CipherStash's approach to searchable encryption solves the performance problem without sacrificing security, usability, or functionality.
CipherStash uses EQL to perform queries on encrypted data, and Protect.js makes it easy to use EQL with any TypeScipt application.
// 1) Encrypt the search term
const searchTerm = '[email protected]'
const encryptedParam = await protectClient.encrypt(searchTerm, {
column: protectedUsers.email, // Your Protect column definition
table: protectedUsers, // Reference to the table schema
})
if (encryptedParam.failure) {
// Handle the failure
}
// 2) Build an equality query using EQL
const equalitySQL = `
SELECT email
FROM users
WHERE cs_unique_v1($1) = cs_unique_v1($2)
`
// 3) Execute the query, passing in the Postgres column name
// and the encrypted search term as the second parameter
// (client is an arbitrary Postgres client)
const result = await client.query(equalitySQL, [ protectedUser.email.getName(), encryptedParam.data ])
Using the above approach, Protect.js is generating the EQL payloads and which means you never have to drop down to writing complex SQL queries.
So does this solve the original problem of searching on encrypted data?
# SELECT * FROM users WHERE WHERE cs_unique_v1(email) = cs_unique_v1(eql_payload_created_by_protect);
id | name | email
----+----------------+----------------------------
1 | Alice Johnson | mBbKmsMMkbKBSN...
The answer is yes!
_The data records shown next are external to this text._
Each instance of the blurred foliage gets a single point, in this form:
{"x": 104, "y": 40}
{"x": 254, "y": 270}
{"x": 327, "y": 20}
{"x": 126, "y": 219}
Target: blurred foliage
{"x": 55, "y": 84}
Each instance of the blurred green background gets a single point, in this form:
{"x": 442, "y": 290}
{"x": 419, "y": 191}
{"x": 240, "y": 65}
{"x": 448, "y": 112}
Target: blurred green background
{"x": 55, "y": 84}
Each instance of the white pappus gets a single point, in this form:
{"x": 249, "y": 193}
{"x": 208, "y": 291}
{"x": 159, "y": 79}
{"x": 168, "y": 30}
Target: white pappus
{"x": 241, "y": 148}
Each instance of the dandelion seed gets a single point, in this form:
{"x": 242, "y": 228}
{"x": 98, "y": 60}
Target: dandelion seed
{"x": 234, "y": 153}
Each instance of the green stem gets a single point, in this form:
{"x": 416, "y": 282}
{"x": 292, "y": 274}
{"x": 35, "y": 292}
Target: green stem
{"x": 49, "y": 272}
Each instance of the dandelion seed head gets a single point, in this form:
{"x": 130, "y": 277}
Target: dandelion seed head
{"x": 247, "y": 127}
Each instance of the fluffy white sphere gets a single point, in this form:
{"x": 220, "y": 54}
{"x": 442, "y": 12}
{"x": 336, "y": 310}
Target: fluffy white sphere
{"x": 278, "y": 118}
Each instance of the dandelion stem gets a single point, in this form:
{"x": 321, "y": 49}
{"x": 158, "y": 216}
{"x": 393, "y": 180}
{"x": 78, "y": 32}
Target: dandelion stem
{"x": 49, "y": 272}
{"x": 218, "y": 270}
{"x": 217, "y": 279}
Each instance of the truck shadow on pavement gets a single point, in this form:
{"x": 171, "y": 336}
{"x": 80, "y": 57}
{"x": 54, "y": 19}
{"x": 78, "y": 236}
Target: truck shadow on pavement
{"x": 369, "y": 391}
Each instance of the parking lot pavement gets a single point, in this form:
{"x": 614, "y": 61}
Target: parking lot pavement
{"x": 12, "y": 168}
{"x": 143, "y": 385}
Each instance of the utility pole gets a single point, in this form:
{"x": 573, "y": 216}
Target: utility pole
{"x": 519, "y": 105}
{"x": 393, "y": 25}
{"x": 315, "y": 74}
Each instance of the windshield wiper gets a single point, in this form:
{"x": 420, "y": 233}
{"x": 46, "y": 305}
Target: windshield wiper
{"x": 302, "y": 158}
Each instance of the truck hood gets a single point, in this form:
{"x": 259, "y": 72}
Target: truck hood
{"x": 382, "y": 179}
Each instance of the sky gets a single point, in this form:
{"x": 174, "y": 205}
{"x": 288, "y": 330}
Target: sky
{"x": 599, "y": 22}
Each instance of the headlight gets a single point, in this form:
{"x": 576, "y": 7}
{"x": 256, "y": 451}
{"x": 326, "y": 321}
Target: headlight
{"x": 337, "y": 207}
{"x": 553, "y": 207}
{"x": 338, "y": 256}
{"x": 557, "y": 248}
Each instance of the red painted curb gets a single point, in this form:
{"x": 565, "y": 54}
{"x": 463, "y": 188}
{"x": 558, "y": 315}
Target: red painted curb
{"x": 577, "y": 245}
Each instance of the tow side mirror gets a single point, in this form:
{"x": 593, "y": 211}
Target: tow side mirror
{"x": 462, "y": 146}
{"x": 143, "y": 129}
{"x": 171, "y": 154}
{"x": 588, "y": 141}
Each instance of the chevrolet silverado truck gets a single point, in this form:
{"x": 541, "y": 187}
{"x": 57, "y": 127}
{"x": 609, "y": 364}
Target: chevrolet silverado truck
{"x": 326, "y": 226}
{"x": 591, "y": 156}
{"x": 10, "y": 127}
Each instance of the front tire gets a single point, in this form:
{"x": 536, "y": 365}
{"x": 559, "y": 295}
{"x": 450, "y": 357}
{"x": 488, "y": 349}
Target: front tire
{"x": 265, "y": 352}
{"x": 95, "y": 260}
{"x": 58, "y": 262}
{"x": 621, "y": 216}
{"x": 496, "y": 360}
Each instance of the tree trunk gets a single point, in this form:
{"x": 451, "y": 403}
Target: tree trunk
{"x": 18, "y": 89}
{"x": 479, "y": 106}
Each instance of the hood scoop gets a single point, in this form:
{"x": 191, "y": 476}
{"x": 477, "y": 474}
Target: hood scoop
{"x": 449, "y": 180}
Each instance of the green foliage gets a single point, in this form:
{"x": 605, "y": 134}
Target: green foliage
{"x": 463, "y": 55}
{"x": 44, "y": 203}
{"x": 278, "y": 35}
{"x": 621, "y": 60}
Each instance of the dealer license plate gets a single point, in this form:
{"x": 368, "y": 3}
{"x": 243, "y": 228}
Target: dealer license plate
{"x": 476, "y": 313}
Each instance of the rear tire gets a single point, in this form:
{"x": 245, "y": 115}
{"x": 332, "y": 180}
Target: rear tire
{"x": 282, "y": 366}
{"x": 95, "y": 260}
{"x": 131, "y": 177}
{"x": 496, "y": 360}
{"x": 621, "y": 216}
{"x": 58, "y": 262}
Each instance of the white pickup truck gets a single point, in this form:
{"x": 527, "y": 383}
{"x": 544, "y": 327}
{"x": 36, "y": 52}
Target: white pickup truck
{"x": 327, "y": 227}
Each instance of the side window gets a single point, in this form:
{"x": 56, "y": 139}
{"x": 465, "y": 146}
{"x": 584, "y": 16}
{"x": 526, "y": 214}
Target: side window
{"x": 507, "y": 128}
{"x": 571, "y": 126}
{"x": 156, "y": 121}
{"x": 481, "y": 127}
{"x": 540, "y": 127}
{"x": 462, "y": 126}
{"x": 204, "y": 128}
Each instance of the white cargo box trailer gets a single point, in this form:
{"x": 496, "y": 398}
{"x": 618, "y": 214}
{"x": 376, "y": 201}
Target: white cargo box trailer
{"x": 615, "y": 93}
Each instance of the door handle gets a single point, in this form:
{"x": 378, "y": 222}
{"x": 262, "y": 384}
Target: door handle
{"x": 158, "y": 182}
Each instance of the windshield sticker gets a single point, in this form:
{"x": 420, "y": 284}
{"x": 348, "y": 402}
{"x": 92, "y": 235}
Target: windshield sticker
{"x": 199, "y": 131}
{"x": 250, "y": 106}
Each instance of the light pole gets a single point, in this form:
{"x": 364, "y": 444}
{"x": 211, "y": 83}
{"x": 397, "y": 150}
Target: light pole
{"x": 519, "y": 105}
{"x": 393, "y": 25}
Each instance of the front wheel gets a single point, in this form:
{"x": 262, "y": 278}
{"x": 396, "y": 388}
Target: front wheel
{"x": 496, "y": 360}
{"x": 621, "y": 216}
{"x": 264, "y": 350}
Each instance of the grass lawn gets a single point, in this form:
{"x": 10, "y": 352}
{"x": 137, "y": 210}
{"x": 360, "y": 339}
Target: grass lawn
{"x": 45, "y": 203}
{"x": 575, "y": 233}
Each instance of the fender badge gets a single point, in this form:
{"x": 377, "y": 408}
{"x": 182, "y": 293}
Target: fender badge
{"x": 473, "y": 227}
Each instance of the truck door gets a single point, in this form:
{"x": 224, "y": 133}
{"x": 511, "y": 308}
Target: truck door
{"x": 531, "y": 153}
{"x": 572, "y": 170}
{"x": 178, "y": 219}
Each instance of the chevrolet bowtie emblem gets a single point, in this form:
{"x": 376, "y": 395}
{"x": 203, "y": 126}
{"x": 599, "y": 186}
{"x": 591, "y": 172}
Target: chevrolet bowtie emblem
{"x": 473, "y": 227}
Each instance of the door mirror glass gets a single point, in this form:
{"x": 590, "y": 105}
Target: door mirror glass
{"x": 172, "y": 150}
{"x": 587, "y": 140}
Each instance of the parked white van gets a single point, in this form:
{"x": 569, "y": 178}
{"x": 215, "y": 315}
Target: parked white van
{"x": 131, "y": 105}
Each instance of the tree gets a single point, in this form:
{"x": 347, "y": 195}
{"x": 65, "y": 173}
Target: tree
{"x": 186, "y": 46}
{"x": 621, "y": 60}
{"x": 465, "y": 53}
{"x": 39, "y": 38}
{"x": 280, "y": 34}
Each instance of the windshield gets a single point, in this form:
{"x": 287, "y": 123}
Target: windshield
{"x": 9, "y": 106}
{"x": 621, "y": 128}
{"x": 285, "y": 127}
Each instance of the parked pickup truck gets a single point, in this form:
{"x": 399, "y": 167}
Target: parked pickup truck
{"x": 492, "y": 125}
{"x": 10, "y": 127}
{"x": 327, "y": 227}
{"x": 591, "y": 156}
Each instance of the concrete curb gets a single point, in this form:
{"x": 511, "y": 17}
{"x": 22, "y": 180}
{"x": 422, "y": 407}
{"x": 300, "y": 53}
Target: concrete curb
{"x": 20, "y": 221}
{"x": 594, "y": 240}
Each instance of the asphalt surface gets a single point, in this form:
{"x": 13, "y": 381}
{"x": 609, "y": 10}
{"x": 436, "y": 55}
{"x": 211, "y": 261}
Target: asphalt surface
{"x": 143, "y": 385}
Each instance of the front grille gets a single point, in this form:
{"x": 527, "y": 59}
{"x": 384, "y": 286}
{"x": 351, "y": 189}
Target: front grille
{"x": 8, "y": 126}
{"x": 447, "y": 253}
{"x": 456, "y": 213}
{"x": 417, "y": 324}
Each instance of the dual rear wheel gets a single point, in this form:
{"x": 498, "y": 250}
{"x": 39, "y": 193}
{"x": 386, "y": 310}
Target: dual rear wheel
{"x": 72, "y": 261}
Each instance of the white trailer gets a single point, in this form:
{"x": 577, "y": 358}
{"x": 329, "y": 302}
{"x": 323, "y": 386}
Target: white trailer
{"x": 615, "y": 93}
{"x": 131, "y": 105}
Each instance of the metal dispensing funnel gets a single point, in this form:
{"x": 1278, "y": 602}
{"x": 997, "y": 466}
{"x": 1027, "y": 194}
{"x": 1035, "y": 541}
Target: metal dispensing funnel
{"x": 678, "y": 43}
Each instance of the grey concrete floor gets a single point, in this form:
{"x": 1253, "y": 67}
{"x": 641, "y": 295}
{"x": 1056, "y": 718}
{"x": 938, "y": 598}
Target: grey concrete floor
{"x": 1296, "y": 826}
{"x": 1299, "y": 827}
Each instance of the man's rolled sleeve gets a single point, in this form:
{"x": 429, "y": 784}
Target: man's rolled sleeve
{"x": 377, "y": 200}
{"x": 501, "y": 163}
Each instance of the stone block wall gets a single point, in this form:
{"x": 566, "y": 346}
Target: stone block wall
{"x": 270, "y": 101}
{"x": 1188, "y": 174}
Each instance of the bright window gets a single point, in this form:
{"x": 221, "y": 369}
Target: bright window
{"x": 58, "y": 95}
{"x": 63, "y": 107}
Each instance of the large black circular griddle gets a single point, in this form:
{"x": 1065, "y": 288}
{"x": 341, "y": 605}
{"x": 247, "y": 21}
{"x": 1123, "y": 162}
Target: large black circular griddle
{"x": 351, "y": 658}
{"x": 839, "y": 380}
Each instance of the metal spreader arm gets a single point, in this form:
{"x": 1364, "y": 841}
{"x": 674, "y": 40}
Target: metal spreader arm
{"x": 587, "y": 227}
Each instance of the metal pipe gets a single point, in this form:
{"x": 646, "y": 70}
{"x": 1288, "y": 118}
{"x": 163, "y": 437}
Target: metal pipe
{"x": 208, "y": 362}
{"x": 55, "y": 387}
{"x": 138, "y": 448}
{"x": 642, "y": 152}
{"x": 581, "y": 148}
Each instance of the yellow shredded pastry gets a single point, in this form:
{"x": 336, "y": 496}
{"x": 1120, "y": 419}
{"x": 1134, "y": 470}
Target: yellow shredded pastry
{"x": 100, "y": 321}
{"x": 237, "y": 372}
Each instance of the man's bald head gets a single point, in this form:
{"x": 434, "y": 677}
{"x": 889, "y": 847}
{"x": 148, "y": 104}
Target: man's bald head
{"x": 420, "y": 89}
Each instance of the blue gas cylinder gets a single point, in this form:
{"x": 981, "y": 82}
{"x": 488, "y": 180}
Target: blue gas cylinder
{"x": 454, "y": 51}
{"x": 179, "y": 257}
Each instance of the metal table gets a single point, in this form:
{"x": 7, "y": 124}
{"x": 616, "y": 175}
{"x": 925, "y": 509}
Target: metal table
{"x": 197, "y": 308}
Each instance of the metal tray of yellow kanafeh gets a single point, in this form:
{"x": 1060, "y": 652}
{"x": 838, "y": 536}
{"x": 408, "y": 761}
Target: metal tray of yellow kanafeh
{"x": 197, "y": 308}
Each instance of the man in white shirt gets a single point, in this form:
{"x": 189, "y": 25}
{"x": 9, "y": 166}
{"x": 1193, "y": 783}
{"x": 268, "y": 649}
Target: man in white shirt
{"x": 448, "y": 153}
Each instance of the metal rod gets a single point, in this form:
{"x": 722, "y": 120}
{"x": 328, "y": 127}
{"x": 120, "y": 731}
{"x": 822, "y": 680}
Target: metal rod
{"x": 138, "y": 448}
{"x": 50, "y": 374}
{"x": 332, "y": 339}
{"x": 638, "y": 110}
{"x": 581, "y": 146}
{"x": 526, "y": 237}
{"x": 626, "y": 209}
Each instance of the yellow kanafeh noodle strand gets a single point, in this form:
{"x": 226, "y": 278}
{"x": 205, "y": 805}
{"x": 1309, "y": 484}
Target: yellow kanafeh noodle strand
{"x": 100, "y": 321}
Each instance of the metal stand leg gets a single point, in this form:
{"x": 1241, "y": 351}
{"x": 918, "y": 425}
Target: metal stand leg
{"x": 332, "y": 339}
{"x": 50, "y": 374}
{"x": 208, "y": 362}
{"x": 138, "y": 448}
And you can use Protect.js to decrypt the results in your application.
Based on some benchmarks CipherStash's approach is 410,000x faster than homomorphic encryption:
Operation | Homomorphic | CipherStash | Speedup |
---|---|---|---|
Encrypt | 1.97 ms | 48 µs | ~41× |
a == b | 111 ms | 238 ns | ~466 000× |
a > b | 192 ms | 238 ns | ~807 000× |
a < b | 190 ms | 240 ns | ~792 000× |
a >= a | 44 ms | 221 ns | ~199 000× |
a <= a | 44 ms | 226 ns | ~195 000× |
Every single decryption event is logged in CipherStash ZeroKMS, giving you an audit trail of data access events to help you prove compliance with your data protection policies.
With searchable encryption, you can:
- Prove to your customers that you can track exactly what data is being accessed in your application.
- Provide evidence for compliance requirements, such as SOC2 and BDSG.
With searchable encryption:
- Data can be encrypted, stored, and searched in your existing PostgreSQL database.
- Encrypted data can be searched using equality, free text search, and range queries.
- Data remains encrypted, and will be decrypted using the Protect.js library in your application.
- Queries are blazing fast, and won't slow down your application experience.
- Every decryption event is logged, giving you an audit trail of data access events.